Subsequent dynasties expanded the hereditary titles further. It should be noted, however, that not all titles of peerage are hereditary, and the right to continue the heredity passage of a very high title was seen as a very high honour; at the end of the Qing dynasty, there were five grades of princes, amongst a myriad of other titles. For details, see Qing Dynasty nobility.
A few Chinese families enjoyed hereditary titles in the full sense, the chief among them being the Holy Duke of Yen (the descendant of Confucius); others, such as the lineal descendants of Wen Tianxiang, ennobled the Duke of Xingguo, not choosing to use their hereditary title. The Imperial Clansmen consisted of those who trace their descent direct from the founder of the Qing dynasty, and were distinguished by the privilege of wearing a yellow girdle; collateral relatives of the imperial house wore a red girdle.

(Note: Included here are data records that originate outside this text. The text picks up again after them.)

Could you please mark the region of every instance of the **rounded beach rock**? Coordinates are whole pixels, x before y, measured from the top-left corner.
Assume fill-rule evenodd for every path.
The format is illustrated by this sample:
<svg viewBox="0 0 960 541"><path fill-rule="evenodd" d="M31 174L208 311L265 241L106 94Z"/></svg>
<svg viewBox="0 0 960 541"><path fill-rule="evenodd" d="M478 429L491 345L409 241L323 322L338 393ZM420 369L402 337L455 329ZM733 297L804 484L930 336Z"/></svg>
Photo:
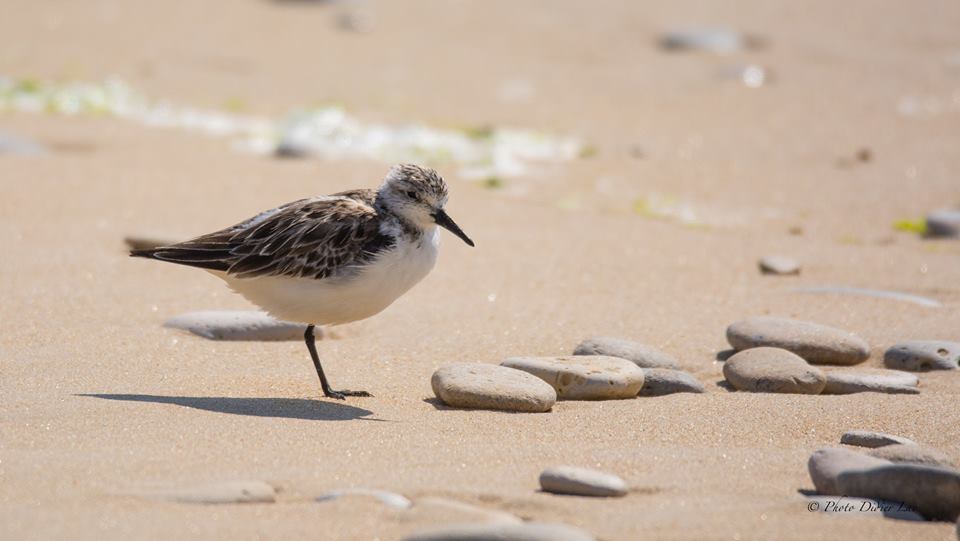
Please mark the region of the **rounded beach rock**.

Twelve degrees of nobility (in a descending scale as one generation succeeds another) were conferred on the descendants of every emperor; in the thirteenth generation the descendants of emperors were merged in the general population, save that they retain the yellow girdle. The heads of eight houses, the Iron-capped (or helmeted) princes, maintained their titles in perpetuity by rule of primogeniture in virtue of having helped the Manchu conquest of China.
All titles of nobility were officially abolished when China became a republic in 1912. They were briefly revived under Yuan Shikai's empire and after Zhang Xun's coup. The last emperor was allowed to keep his title but was treated as a foreign monarch until the 1924 coup. Manchukuo also had titles of nobility.
In modern Chinese, a king is referred to as a Wang, while an emperor would be referred to as Huangdi. The king in those times were referred to as the mandate of heaven. Therefore Victoria of the United Kingdom was styled Nü-Wang (Queen) of the United Kingdom of Great Britain and Ireland, and Nü-Huang (Empress) of India.